Un traitement du texte marqué par le cinéma

2Avec une grande fidélité à la traduction de Jean-Michel Déprats7, la version scénique fixée par André Engel et son dramaturge Dominique Muller limite la durée de la représentation à deux heures quarante sans entracte. Par resserrements et allègements successifs, sous l’influence manifeste de certains codes de l’écriture scénaristique, cette version tend à gommer bon nombre nombre d’éléments formels purement théâtraux. La suppression des apartés et d’une partie des monologues, ou encore la réduction des tirades atténuent ainsi la marque des conventions scéniques en même temps que la dimension psychologique qu’on pourrait y trouver. Du long monologue d’Edgar, le fils calomnié et réduit à la mendicité, ne subsiste que la phrase «Edgar n’est plus rien» qui se perd dans la violence d’un effet sonore et lumineux noté ainsi dans la version scénique: «Edgar fuit dans la nuit. L’orage gronde. La foudre frappe Edgar qui tombe8.» De même, le court monologue où Kent expose sa stratégie du déguisement9 disparaît totalement au profit d’un jeu de scène assez spectaculaire: «Kent se fracasse le nez en se cognant à plusieurs reprises la tête contre un poteau. Puis il dépose ses vêtements dans une poubelle10.» À la manière du cinéma, dont la narration progresse par l’action des personnages qui dévoilent leur caractère à travers elle, les jeux de scène des acteurs se doivent de suffire à fournir au spectateur une idée précise de la situation autant que de la psychologie des personnages. Ainsi le dessin des personnages pourrait-il presque, parfois, se réduire à des fonctions. La rivalité féminine entre les deux sœurs, soutenue par des images du texte de Shakespeare qui exacerbent le partage entre Régane la féline et Goneril la calculatrice, sera d’autant plus facilement assimilable à des stéréotypes du film noir.

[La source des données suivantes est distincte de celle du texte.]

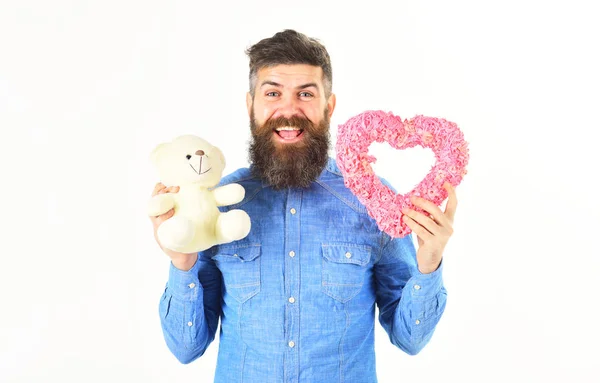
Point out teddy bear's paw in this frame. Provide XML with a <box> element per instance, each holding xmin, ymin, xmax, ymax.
<box><xmin>157</xmin><ymin>216</ymin><xmax>195</xmax><ymax>251</ymax></box>
<box><xmin>147</xmin><ymin>194</ymin><xmax>174</xmax><ymax>216</ymax></box>
<box><xmin>216</xmin><ymin>209</ymin><xmax>251</xmax><ymax>243</ymax></box>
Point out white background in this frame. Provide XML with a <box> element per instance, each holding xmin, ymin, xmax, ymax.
<box><xmin>1</xmin><ymin>0</ymin><xmax>598</xmax><ymax>382</ymax></box>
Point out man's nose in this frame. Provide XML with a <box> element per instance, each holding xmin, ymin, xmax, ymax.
<box><xmin>277</xmin><ymin>94</ymin><xmax>301</xmax><ymax>118</ymax></box>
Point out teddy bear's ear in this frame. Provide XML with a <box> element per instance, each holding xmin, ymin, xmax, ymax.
<box><xmin>150</xmin><ymin>143</ymin><xmax>168</xmax><ymax>167</ymax></box>
<box><xmin>214</xmin><ymin>146</ymin><xmax>226</xmax><ymax>167</ymax></box>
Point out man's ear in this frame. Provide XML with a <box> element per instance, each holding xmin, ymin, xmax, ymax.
<box><xmin>246</xmin><ymin>92</ymin><xmax>253</xmax><ymax>119</ymax></box>
<box><xmin>327</xmin><ymin>93</ymin><xmax>336</xmax><ymax>118</ymax></box>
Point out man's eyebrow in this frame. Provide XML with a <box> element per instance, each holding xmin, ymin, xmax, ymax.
<box><xmin>297</xmin><ymin>82</ymin><xmax>319</xmax><ymax>90</ymax></box>
<box><xmin>260</xmin><ymin>81</ymin><xmax>282</xmax><ymax>88</ymax></box>
<box><xmin>259</xmin><ymin>81</ymin><xmax>320</xmax><ymax>90</ymax></box>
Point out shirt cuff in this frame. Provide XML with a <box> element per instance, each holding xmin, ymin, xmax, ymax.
<box><xmin>166</xmin><ymin>256</ymin><xmax>202</xmax><ymax>301</ymax></box>
<box><xmin>407</xmin><ymin>259</ymin><xmax>444</xmax><ymax>300</ymax></box>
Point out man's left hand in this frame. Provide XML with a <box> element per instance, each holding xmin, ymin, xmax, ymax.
<box><xmin>401</xmin><ymin>182</ymin><xmax>458</xmax><ymax>274</ymax></box>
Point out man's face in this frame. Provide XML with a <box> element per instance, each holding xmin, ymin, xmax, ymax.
<box><xmin>246</xmin><ymin>64</ymin><xmax>336</xmax><ymax>189</ymax></box>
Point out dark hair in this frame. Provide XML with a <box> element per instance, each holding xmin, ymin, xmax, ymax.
<box><xmin>245</xmin><ymin>29</ymin><xmax>333</xmax><ymax>98</ymax></box>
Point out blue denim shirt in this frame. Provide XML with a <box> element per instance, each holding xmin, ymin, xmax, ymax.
<box><xmin>159</xmin><ymin>157</ymin><xmax>447</xmax><ymax>383</ymax></box>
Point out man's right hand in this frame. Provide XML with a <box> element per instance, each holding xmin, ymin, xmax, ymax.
<box><xmin>150</xmin><ymin>182</ymin><xmax>198</xmax><ymax>271</ymax></box>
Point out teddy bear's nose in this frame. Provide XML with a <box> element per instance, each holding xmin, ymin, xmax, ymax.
<box><xmin>195</xmin><ymin>150</ymin><xmax>205</xmax><ymax>156</ymax></box>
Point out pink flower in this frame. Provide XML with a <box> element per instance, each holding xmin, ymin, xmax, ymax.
<box><xmin>422</xmin><ymin>131</ymin><xmax>433</xmax><ymax>145</ymax></box>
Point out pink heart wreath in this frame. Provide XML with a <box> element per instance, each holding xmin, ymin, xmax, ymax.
<box><xmin>335</xmin><ymin>110</ymin><xmax>469</xmax><ymax>238</ymax></box>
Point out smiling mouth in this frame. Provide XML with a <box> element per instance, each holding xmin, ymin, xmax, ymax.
<box><xmin>189</xmin><ymin>164</ymin><xmax>212</xmax><ymax>175</ymax></box>
<box><xmin>274</xmin><ymin>127</ymin><xmax>304</xmax><ymax>140</ymax></box>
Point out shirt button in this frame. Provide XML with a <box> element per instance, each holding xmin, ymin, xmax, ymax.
<box><xmin>288</xmin><ymin>297</ymin><xmax>296</xmax><ymax>303</ymax></box>
<box><xmin>187</xmin><ymin>321</ymin><xmax>193</xmax><ymax>327</ymax></box>
<box><xmin>188</xmin><ymin>283</ymin><xmax>196</xmax><ymax>289</ymax></box>
<box><xmin>415</xmin><ymin>320</ymin><xmax>421</xmax><ymax>325</ymax></box>
<box><xmin>288</xmin><ymin>341</ymin><xmax>295</xmax><ymax>348</ymax></box>
<box><xmin>290</xmin><ymin>208</ymin><xmax>296</xmax><ymax>214</ymax></box>
<box><xmin>345</xmin><ymin>252</ymin><xmax>352</xmax><ymax>258</ymax></box>
<box><xmin>233</xmin><ymin>253</ymin><xmax>238</xmax><ymax>257</ymax></box>
<box><xmin>289</xmin><ymin>250</ymin><xmax>295</xmax><ymax>258</ymax></box>
<box><xmin>413</xmin><ymin>284</ymin><xmax>421</xmax><ymax>290</ymax></box>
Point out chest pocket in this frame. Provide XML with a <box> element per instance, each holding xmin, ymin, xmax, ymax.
<box><xmin>321</xmin><ymin>243</ymin><xmax>372</xmax><ymax>303</ymax></box>
<box><xmin>211</xmin><ymin>245</ymin><xmax>261</xmax><ymax>303</ymax></box>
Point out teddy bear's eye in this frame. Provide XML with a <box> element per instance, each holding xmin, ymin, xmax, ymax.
<box><xmin>186</xmin><ymin>154</ymin><xmax>192</xmax><ymax>160</ymax></box>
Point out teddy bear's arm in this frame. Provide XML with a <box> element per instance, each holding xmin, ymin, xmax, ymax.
<box><xmin>212</xmin><ymin>183</ymin><xmax>245</xmax><ymax>206</ymax></box>
<box><xmin>147</xmin><ymin>193</ymin><xmax>176</xmax><ymax>216</ymax></box>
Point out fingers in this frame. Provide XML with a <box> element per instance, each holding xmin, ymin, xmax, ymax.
<box><xmin>158</xmin><ymin>186</ymin><xmax>180</xmax><ymax>195</ymax></box>
<box><xmin>443</xmin><ymin>182</ymin><xmax>458</xmax><ymax>223</ymax></box>
<box><xmin>161</xmin><ymin>186</ymin><xmax>180</xmax><ymax>194</ymax></box>
<box><xmin>152</xmin><ymin>182</ymin><xmax>165</xmax><ymax>196</ymax></box>
<box><xmin>150</xmin><ymin>208</ymin><xmax>175</xmax><ymax>229</ymax></box>
<box><xmin>161</xmin><ymin>208</ymin><xmax>175</xmax><ymax>226</ymax></box>
<box><xmin>409</xmin><ymin>195</ymin><xmax>448</xmax><ymax>228</ymax></box>
<box><xmin>152</xmin><ymin>183</ymin><xmax>180</xmax><ymax>197</ymax></box>
<box><xmin>151</xmin><ymin>208</ymin><xmax>175</xmax><ymax>251</ymax></box>
<box><xmin>161</xmin><ymin>207</ymin><xmax>175</xmax><ymax>220</ymax></box>
<box><xmin>150</xmin><ymin>182</ymin><xmax>178</xmax><ymax>226</ymax></box>
<box><xmin>402</xmin><ymin>215</ymin><xmax>433</xmax><ymax>240</ymax></box>
<box><xmin>402</xmin><ymin>207</ymin><xmax>439</xmax><ymax>235</ymax></box>
<box><xmin>405</xmin><ymin>190</ymin><xmax>456</xmax><ymax>237</ymax></box>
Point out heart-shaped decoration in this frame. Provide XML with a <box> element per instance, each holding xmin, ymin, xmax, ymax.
<box><xmin>336</xmin><ymin>110</ymin><xmax>469</xmax><ymax>238</ymax></box>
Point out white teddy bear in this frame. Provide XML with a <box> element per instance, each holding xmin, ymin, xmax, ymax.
<box><xmin>148</xmin><ymin>135</ymin><xmax>251</xmax><ymax>253</ymax></box>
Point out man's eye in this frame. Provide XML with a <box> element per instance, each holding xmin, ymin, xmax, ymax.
<box><xmin>266</xmin><ymin>91</ymin><xmax>279</xmax><ymax>97</ymax></box>
<box><xmin>299</xmin><ymin>92</ymin><xmax>313</xmax><ymax>98</ymax></box>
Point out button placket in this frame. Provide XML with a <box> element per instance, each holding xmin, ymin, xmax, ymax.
<box><xmin>284</xmin><ymin>191</ymin><xmax>301</xmax><ymax>381</ymax></box>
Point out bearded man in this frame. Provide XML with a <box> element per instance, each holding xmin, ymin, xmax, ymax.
<box><xmin>150</xmin><ymin>29</ymin><xmax>457</xmax><ymax>383</ymax></box>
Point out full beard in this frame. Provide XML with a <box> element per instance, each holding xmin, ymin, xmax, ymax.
<box><xmin>248</xmin><ymin>109</ymin><xmax>331</xmax><ymax>190</ymax></box>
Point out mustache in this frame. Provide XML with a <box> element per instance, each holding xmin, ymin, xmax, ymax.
<box><xmin>259</xmin><ymin>115</ymin><xmax>315</xmax><ymax>132</ymax></box>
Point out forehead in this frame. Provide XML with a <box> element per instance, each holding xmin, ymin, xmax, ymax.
<box><xmin>256</xmin><ymin>64</ymin><xmax>324</xmax><ymax>87</ymax></box>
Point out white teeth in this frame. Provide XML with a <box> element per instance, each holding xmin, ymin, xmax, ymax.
<box><xmin>275</xmin><ymin>127</ymin><xmax>300</xmax><ymax>131</ymax></box>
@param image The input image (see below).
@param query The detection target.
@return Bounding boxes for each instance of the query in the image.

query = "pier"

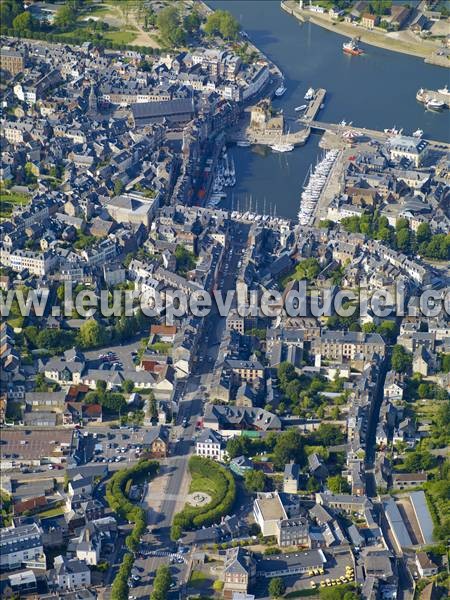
[302,88,326,122]
[299,119,450,149]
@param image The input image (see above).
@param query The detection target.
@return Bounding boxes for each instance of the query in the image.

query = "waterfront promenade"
[280,0,448,66]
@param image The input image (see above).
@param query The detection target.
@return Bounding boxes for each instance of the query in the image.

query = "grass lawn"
[188,570,211,589]
[102,30,137,44]
[0,192,30,219]
[147,342,172,354]
[189,475,222,499]
[38,506,65,519]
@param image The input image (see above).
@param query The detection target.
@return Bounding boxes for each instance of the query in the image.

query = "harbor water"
[208,0,450,219]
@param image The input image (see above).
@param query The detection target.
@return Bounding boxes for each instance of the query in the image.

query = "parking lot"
[83,426,148,467]
[83,339,142,372]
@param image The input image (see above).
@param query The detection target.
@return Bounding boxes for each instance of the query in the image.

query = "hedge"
[105,459,159,552]
[171,456,236,541]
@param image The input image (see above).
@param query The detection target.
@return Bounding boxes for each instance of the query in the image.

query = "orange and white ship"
[343,37,363,56]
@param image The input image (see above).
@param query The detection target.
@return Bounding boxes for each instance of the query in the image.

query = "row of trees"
[150,565,173,600]
[105,459,159,552]
[111,553,134,600]
[171,456,236,541]
[0,25,160,55]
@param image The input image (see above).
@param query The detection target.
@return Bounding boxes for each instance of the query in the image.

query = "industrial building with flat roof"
[256,549,326,577]
[409,491,434,545]
[382,498,412,551]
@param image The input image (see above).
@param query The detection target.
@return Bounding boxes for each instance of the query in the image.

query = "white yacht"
[426,98,446,111]
[304,87,315,100]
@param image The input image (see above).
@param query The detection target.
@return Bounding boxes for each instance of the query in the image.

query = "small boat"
[426,98,446,111]
[304,87,315,100]
[236,140,251,147]
[384,126,400,136]
[437,85,449,95]
[295,105,308,112]
[412,129,423,138]
[343,37,363,56]
[275,85,287,97]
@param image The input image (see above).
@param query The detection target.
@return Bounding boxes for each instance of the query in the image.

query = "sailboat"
[270,128,294,153]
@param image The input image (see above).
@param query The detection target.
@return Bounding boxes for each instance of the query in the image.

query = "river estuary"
[209,0,449,219]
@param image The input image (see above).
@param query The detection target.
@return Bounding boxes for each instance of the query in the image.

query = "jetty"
[302,88,326,122]
[299,119,450,150]
[228,126,310,148]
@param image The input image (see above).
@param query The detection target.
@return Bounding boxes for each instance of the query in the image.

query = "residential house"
[415,553,438,578]
[195,428,227,461]
[52,555,91,590]
[142,426,168,458]
[283,462,299,493]
[223,547,256,599]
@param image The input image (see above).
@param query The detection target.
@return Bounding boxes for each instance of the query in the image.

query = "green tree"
[156,6,185,47]
[148,392,158,421]
[150,563,172,600]
[12,11,33,32]
[277,361,296,386]
[416,222,431,244]
[175,245,196,276]
[205,10,240,40]
[226,436,248,459]
[326,475,350,494]
[78,319,107,349]
[273,430,304,470]
[396,227,411,252]
[0,0,24,28]
[313,423,344,446]
[122,379,134,394]
[391,344,412,372]
[403,450,435,472]
[307,476,320,492]
[377,320,396,342]
[96,380,107,393]
[114,179,124,196]
[6,401,22,422]
[268,576,285,598]
[184,10,201,34]
[441,354,450,373]
[244,469,266,493]
[54,2,78,29]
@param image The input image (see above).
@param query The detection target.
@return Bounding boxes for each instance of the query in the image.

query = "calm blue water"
[209,0,450,219]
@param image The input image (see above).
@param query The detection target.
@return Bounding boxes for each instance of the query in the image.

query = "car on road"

3En outre, avec des coupures régulières et systématiques dans toutes les scènes, la version scénique, par rapport à la traduction initiale de Jean-Michel Déprats, perd en poéticité mais gagne encore en efficacité immédiate sur le plan des dialogues, comme pour souligner l’attention manifeste du traducteur à la restitution d’une forme de «style oral11». Sur le modèle cinématographique, les échanges dialogués deviennent plus prosaïques: désormais inhérents aux faits narrés, ils sont régulièrement débarrassées de nombreux éléments philosophiques et motifs légendaires du texte originel. Ainsi la longue scène 1 de l’acte I, coupée et réorganisée en une série de saynètes séparées par des noirs, débarrasse-t-elle le texte du motif structurel des «trois coffrets» qu’on pouvait identifier à travers la présence des trois sœurs, et qu’une certaine critique psychanalytique tout autant qu’anthropologique avait pu commenter12. Ces nouvelles saynètes entraînent le spectateur dans un enchaînement rapide d’actions isolées. En effet, contrairement à la pièce de Shakespeare qui fait précéder la scène du partage du royaume d’un dialogue entre Kent et Gloucester, la version scénique débute in medias res. Lear n’y dévoile son intention de régler la question de son héritage qu’au cours de l’entretien particulier qu’il accorde successivement à chacune de ses trois filles, en respectant l’ordre d’aînesse. La notation de la nouvelle scène indique par exemple : «Lear et Régane sa seconde fille. Ils sont seuls. Ils écoutent sur un magnétophone l’enregistrement du discours de Goneril. Lear arrête le magnétophone13 ». La trouvaille de l’enregistrement au magnétophone répond à une logique à la fois narrative et scénique, laquelle repose sur la nécessité de montrer conjointement la rivalité entre sœurs et la compétition instaurée par Lear entre ses filles.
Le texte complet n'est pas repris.